Rencana Proyek LNG di Bali, Bendesa Adat Tanjung Benoa; Pemerintah Harus Mengkaji Komperhensif, Kalau Merugikan Adat atau Berpotensi Rusak Alam, Ya Tolak!
Admin - atnews
2025-10-13
Bagikan :
Bandesa Adat Tanjung Benoa, I Made Wijaya (ist/Atnews)
Badung (Atnews) - Rencana proyek pembangunan Liquefied Natural Gas (LNG) di Bali kembali menimbulkan pro kontra di tengah masyarakat Pulau Dewata.
Dengan statemen Gubernur Bali Wayan Koster menyampaikan persetujuan lingkungan atau Analisis Mengenai Dampak Lingkungan (AMDAL) rencana pembangunan Terminal Liquefied Natural Gas (LNG) di Sidakarya, Denpasar Selatan dari Kementerian Lingkungan Hidup (LH) ditargetkan akan terbit akhir September 2025.
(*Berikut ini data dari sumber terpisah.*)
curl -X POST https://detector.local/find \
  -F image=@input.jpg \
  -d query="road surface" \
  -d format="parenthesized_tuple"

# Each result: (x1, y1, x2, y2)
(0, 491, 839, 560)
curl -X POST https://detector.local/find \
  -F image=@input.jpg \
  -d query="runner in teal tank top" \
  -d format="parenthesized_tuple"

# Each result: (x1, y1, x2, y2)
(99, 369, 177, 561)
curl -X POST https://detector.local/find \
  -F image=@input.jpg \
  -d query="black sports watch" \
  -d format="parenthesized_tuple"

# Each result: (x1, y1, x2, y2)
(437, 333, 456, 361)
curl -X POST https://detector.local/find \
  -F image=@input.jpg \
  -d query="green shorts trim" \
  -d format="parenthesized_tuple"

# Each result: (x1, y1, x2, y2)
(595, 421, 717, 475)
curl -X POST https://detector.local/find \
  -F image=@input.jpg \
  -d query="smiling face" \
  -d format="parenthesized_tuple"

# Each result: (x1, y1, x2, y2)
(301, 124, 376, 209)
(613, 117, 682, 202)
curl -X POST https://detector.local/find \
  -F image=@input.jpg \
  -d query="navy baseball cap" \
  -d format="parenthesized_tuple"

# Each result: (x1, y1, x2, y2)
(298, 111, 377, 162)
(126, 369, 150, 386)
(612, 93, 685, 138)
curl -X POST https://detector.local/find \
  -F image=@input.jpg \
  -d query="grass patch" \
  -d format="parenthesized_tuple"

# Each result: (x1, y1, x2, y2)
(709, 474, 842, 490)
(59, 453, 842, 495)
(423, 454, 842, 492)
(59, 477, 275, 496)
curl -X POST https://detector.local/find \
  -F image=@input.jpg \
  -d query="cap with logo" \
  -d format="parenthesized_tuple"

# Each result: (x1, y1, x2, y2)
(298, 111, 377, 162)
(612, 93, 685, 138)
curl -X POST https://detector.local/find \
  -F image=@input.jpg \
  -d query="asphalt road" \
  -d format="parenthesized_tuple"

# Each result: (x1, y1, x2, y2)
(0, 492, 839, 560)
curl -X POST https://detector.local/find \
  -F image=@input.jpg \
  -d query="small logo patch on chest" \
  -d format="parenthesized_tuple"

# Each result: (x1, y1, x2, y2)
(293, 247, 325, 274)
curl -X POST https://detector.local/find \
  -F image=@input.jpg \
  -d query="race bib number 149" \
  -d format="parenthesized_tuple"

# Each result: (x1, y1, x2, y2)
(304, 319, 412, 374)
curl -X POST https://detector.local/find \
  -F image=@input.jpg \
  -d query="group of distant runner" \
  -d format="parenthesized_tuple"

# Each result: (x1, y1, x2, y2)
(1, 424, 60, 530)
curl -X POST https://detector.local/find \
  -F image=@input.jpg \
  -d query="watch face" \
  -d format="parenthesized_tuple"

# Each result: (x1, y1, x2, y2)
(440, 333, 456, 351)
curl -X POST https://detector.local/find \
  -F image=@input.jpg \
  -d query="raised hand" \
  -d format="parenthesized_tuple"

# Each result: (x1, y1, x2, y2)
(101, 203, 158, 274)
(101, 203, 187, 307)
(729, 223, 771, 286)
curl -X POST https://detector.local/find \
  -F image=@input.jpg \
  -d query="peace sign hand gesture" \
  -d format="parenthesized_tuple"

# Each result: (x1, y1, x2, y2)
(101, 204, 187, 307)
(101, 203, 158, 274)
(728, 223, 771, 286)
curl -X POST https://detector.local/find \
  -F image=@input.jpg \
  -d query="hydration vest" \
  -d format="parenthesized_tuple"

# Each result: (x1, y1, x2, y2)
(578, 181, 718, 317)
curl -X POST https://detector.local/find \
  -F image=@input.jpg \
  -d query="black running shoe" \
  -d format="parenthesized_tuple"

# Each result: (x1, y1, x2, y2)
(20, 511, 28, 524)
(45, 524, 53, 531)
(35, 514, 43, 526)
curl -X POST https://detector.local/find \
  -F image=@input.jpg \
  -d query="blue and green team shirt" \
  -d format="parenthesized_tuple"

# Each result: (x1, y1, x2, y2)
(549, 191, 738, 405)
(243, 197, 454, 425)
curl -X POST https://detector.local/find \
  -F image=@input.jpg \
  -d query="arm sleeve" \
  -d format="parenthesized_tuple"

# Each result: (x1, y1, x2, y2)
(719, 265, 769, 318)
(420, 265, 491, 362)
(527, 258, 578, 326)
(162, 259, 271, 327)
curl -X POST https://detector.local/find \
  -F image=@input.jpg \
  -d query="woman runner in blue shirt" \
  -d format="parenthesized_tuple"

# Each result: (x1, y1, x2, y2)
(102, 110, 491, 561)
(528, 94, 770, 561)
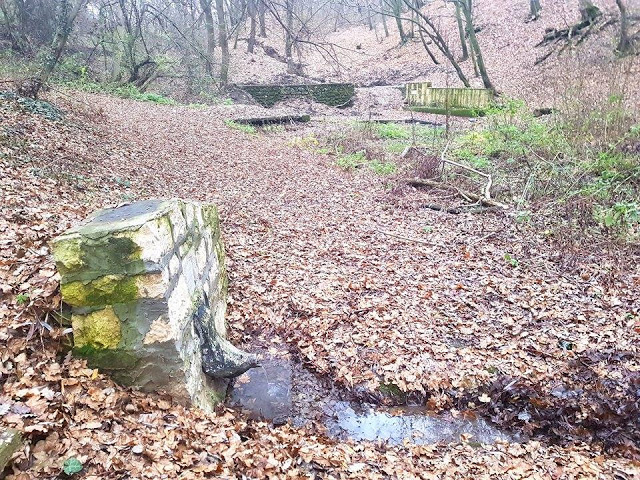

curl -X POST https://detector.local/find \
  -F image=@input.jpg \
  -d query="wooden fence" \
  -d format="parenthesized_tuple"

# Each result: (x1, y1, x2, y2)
(405, 82, 493, 109)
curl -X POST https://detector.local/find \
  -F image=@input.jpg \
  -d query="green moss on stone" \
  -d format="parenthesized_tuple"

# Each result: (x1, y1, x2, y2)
(207, 388, 227, 405)
(201, 204, 220, 231)
(73, 307, 122, 349)
(61, 274, 138, 307)
(52, 238, 85, 273)
(159, 214, 174, 243)
(73, 345, 138, 370)
(54, 235, 145, 283)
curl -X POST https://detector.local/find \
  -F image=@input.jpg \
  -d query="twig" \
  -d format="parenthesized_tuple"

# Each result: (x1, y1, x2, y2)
(441, 157, 493, 199)
(405, 178, 509, 209)
(379, 230, 441, 247)
(469, 230, 500, 246)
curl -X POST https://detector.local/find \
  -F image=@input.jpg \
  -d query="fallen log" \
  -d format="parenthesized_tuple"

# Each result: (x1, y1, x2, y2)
(405, 178, 509, 210)
(233, 114, 311, 125)
(362, 118, 443, 127)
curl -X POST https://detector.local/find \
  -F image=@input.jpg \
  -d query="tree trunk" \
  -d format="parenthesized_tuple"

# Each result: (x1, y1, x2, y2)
(215, 0, 230, 86)
(529, 0, 541, 20)
(392, 0, 407, 44)
(247, 0, 257, 53)
(461, 0, 493, 90)
(30, 0, 87, 97)
(380, 0, 389, 37)
(418, 28, 439, 64)
(200, 0, 217, 75)
(285, 0, 296, 73)
(258, 0, 267, 36)
(615, 0, 632, 54)
(454, 3, 468, 61)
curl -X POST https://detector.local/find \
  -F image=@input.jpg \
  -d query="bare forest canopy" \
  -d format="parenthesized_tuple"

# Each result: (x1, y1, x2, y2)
(1, 0, 638, 99)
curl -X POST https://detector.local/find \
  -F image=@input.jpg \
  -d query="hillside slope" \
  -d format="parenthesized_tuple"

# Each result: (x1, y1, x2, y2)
(229, 0, 639, 110)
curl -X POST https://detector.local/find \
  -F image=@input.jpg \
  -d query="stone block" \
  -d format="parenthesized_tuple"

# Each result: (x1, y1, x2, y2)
(0, 429, 21, 472)
(52, 199, 257, 412)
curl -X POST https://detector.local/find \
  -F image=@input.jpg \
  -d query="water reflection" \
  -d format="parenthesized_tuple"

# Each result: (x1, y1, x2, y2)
(228, 357, 512, 445)
(329, 401, 511, 445)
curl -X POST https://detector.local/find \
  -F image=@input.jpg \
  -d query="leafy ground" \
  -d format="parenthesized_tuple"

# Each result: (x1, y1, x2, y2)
(1, 92, 639, 478)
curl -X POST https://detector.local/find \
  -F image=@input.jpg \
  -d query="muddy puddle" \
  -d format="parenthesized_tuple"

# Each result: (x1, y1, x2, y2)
(227, 355, 513, 445)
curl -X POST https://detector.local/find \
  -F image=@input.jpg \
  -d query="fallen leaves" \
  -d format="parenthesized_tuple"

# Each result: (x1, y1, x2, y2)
(1, 90, 639, 477)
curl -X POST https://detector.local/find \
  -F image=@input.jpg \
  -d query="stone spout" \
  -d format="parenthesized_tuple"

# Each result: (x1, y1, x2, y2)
(192, 299, 259, 378)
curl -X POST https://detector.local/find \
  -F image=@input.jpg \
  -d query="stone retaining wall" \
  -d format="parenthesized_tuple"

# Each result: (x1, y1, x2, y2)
(52, 199, 256, 412)
(238, 83, 355, 107)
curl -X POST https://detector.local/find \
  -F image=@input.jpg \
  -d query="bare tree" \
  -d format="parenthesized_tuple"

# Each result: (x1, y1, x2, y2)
(390, 0, 407, 44)
(215, 0, 230, 85)
(458, 0, 493, 90)
(529, 0, 541, 20)
(27, 0, 88, 97)
(379, 0, 389, 37)
(200, 0, 217, 74)
(389, 0, 470, 86)
(284, 0, 295, 72)
(454, 2, 468, 61)
(258, 0, 267, 36)
(615, 0, 633, 55)
(247, 0, 257, 52)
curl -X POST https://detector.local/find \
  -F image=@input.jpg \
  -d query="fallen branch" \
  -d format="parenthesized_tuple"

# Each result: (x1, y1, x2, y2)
(405, 178, 509, 209)
(424, 203, 461, 214)
(233, 114, 311, 125)
(441, 157, 493, 199)
(362, 118, 443, 127)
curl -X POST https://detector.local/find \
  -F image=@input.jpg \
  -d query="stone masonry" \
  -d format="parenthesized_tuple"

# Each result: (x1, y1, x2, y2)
(52, 199, 257, 412)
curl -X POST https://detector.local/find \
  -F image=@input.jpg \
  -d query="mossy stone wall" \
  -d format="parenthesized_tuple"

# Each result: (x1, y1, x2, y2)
(239, 83, 355, 107)
(52, 199, 254, 412)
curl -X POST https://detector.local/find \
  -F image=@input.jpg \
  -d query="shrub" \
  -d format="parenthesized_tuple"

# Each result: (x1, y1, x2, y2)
(449, 95, 640, 240)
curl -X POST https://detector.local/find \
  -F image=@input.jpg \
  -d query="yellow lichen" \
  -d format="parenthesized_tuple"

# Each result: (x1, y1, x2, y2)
(72, 307, 122, 349)
(52, 238, 85, 272)
(61, 274, 138, 307)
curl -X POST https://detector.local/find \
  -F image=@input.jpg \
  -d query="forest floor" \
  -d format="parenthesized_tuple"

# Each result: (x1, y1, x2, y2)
(1, 91, 639, 478)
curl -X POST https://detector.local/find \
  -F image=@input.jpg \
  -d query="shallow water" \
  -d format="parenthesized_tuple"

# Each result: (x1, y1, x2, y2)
(329, 401, 510, 445)
(227, 356, 512, 445)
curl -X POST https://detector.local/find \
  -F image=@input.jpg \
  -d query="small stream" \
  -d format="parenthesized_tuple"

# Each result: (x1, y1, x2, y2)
(227, 356, 512, 445)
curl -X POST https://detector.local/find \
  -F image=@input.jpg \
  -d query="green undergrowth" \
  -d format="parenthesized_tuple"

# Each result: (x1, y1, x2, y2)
(335, 151, 396, 175)
(357, 121, 443, 141)
(449, 97, 640, 241)
(0, 91, 63, 120)
(224, 120, 257, 135)
(294, 121, 443, 177)
(67, 80, 176, 105)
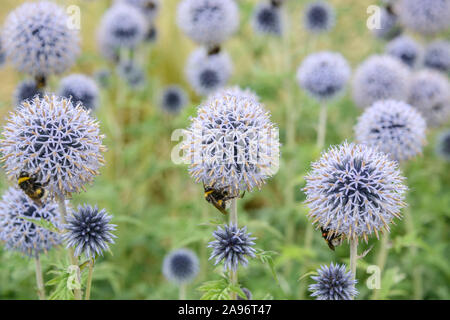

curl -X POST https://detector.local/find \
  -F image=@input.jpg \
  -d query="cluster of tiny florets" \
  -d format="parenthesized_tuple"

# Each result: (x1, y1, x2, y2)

Gubernur Koster mengatakan rencana Terminal LNG akan dibangun di titik berjarak 3,5 kilometer (km) dari pesisir pantai Sidakarya. Gubernur Koster telah bertemu Menteri LH Dr. Hanif Faisol Nurofiq di Jakarta, Selasa 2 September 2025.
Sebelumnya, Sekda Bali Dewa Indra menegaskan pembangunan terminal LNG Sidakarya akan dilanjutkan. Ia mengakui titiknya akan bergeser ke area lepas pantai dari titik semula.
"Akan dilanjutkan. Cuma titiknya dipindahkan ke offshore ya (area lepas pantai,red), jadi ada jarak yang coba ditentukan, titik yang awal dipindahkan,” kata Dewa Indra.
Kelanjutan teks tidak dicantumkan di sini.